May stressed that she would stick to her timetable of starting Brexit discussions next week in Brussels, saying the talks were “on course” despite her domestic difficulties.
Her Conservative party lost its parliamentary majority in a bungled snap election last week which some observers suggested might lead May to abandon her plans for a so-called “hard Brexit”.
“I think there’s a unity of purpose among people in the UK. It’s a unity of purpose having voted to leave the EU that their government gets on with that and makes a success of it,” she said.
Before May’s arrival in Paris to meet Macron, many commentators had underlined their contrasting fortunes.
He is a 39-year-old centrist leader seemingly clearing all obstacles from his path after standing in and winning his first-ever election this spring.
Last Sunday, his new Republic On The Move party won the first round of parliamentary elections and is on course for an overwhelming majority in the new parliament.
She is a 60-year-old rightwing veteran who is now fighting to keep her job following the loss of the Conservative party’s majority in the British parliament.
“Everyone assumes that she’s a zombie,” Francois Heisbourg, a former French diplomat and chairman of the International Institute for Strategic Studies in London, told AFP this week.

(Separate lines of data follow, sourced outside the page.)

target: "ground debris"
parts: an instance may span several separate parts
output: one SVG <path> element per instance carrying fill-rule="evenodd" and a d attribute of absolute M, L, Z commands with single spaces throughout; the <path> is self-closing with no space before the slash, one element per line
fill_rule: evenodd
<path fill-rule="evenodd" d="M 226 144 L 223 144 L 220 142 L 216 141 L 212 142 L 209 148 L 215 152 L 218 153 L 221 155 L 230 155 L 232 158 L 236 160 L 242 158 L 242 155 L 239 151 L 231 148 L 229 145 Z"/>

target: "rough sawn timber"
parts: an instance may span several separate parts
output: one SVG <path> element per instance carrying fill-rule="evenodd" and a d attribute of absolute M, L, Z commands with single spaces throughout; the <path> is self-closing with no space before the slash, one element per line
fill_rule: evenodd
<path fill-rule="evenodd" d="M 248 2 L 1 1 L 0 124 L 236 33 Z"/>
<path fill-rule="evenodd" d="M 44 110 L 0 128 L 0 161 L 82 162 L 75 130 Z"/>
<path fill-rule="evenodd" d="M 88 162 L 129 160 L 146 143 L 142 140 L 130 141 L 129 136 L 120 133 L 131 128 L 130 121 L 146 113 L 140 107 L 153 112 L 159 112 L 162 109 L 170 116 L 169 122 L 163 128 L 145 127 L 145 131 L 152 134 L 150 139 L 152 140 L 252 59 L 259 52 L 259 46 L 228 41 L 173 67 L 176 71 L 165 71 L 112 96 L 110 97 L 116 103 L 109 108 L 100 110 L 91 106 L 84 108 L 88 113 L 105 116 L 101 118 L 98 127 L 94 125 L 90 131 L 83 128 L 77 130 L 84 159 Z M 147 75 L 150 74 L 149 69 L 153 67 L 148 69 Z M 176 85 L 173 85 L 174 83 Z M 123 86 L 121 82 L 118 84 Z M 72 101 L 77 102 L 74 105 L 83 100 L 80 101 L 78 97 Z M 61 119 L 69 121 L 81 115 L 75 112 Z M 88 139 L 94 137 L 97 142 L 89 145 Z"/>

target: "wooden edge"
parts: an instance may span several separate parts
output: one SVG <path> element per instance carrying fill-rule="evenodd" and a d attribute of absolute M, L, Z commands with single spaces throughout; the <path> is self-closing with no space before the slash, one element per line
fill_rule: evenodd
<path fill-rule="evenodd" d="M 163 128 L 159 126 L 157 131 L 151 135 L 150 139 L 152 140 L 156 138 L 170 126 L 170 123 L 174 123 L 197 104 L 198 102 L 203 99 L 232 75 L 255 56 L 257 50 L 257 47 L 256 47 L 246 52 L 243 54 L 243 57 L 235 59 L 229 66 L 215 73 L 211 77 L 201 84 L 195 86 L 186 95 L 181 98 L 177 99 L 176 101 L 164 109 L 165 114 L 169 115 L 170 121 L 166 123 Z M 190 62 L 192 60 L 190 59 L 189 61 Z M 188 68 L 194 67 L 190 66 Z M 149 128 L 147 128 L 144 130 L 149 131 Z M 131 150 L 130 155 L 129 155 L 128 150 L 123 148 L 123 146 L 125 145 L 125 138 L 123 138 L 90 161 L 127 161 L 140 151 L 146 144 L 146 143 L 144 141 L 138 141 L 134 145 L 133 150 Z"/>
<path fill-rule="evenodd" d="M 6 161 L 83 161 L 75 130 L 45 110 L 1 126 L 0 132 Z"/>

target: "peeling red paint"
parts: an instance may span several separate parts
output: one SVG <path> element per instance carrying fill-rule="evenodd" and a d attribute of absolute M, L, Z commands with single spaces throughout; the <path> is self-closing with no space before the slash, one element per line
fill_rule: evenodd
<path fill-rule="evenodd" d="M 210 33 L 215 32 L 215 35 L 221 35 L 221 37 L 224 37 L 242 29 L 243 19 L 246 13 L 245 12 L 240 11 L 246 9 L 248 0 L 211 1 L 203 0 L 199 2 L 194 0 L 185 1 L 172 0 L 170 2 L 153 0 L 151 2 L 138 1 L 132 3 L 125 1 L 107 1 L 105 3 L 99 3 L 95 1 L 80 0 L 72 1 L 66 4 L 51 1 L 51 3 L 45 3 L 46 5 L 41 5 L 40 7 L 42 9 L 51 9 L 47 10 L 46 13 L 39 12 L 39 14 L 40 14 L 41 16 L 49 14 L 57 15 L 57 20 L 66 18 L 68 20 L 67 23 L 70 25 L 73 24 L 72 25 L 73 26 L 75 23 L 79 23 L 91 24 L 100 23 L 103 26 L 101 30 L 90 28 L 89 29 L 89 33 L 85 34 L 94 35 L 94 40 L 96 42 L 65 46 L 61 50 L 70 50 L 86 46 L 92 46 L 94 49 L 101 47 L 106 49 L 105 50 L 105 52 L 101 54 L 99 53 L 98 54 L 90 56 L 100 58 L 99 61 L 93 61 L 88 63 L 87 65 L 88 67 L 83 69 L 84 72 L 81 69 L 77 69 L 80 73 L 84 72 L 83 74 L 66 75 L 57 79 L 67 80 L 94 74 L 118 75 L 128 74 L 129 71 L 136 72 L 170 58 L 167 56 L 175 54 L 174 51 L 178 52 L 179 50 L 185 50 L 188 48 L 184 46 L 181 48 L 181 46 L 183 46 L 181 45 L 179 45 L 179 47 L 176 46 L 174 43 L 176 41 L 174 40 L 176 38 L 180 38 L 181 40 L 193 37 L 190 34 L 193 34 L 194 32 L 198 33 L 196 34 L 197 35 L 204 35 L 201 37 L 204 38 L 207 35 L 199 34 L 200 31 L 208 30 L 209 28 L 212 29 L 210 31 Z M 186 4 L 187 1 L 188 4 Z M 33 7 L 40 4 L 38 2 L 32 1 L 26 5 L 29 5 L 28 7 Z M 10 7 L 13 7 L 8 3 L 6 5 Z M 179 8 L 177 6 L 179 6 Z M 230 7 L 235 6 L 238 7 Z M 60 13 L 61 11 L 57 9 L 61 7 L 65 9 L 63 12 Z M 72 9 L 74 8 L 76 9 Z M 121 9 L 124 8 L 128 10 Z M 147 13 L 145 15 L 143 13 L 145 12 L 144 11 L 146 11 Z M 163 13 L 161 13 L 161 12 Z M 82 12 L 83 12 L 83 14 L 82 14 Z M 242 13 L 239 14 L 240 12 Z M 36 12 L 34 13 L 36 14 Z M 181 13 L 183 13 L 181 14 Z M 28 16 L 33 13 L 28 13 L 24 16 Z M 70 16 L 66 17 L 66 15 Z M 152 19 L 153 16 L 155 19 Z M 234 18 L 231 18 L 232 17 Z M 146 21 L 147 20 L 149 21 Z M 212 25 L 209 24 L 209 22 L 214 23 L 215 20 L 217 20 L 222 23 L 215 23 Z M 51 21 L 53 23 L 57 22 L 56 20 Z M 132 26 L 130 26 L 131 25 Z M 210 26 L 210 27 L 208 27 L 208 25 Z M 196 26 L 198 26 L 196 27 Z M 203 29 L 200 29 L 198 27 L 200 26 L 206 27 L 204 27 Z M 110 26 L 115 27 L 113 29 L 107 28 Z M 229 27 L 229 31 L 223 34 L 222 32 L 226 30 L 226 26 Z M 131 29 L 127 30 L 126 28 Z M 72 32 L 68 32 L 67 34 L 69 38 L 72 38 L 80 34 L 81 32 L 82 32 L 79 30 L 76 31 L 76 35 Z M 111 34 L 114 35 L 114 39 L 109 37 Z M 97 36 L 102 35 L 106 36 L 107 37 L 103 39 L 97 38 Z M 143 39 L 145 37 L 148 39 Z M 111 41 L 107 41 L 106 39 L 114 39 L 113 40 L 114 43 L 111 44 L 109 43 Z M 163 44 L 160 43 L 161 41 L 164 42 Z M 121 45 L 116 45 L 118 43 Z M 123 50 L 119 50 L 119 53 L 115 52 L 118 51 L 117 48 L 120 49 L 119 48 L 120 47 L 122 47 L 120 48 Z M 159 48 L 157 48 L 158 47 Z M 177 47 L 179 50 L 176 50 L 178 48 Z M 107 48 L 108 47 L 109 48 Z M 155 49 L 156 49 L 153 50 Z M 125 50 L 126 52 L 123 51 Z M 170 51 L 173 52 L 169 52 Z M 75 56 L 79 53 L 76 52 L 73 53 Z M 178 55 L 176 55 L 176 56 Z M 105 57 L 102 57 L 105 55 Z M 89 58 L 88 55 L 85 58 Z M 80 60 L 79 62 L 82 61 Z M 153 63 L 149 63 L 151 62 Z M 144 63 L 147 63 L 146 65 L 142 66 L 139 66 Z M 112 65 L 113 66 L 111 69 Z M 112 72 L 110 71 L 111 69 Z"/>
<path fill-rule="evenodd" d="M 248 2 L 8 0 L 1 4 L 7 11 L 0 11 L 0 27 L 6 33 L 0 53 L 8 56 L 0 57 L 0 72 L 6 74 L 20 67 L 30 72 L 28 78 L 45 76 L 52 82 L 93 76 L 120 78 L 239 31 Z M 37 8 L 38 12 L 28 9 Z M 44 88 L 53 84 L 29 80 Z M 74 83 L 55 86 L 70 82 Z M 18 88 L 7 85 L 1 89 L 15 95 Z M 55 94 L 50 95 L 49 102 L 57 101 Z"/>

He also repeated the conclusion of May’s former cabinet colleague George Osborne, now the editor of the London Evening Standard newspaper, who called her a “dead woman walking”.
Macron’s comments on leaving the “door open” are likely to encourage Britain’s minority europhiles who still dream of keeping Britain inside the EU.
May signalled she does not plan to change course, however, and the reversal of the historic Brexit decision last June would probably require another referendum.
Macron’s comments were echoed on Tuesday by German Finance Minister Wolfgang Schaeuble.
“If they wanted to change their decision, of course they would find open doors, but I think it’s not very likely,” Schaeuble told Bloomberg Television.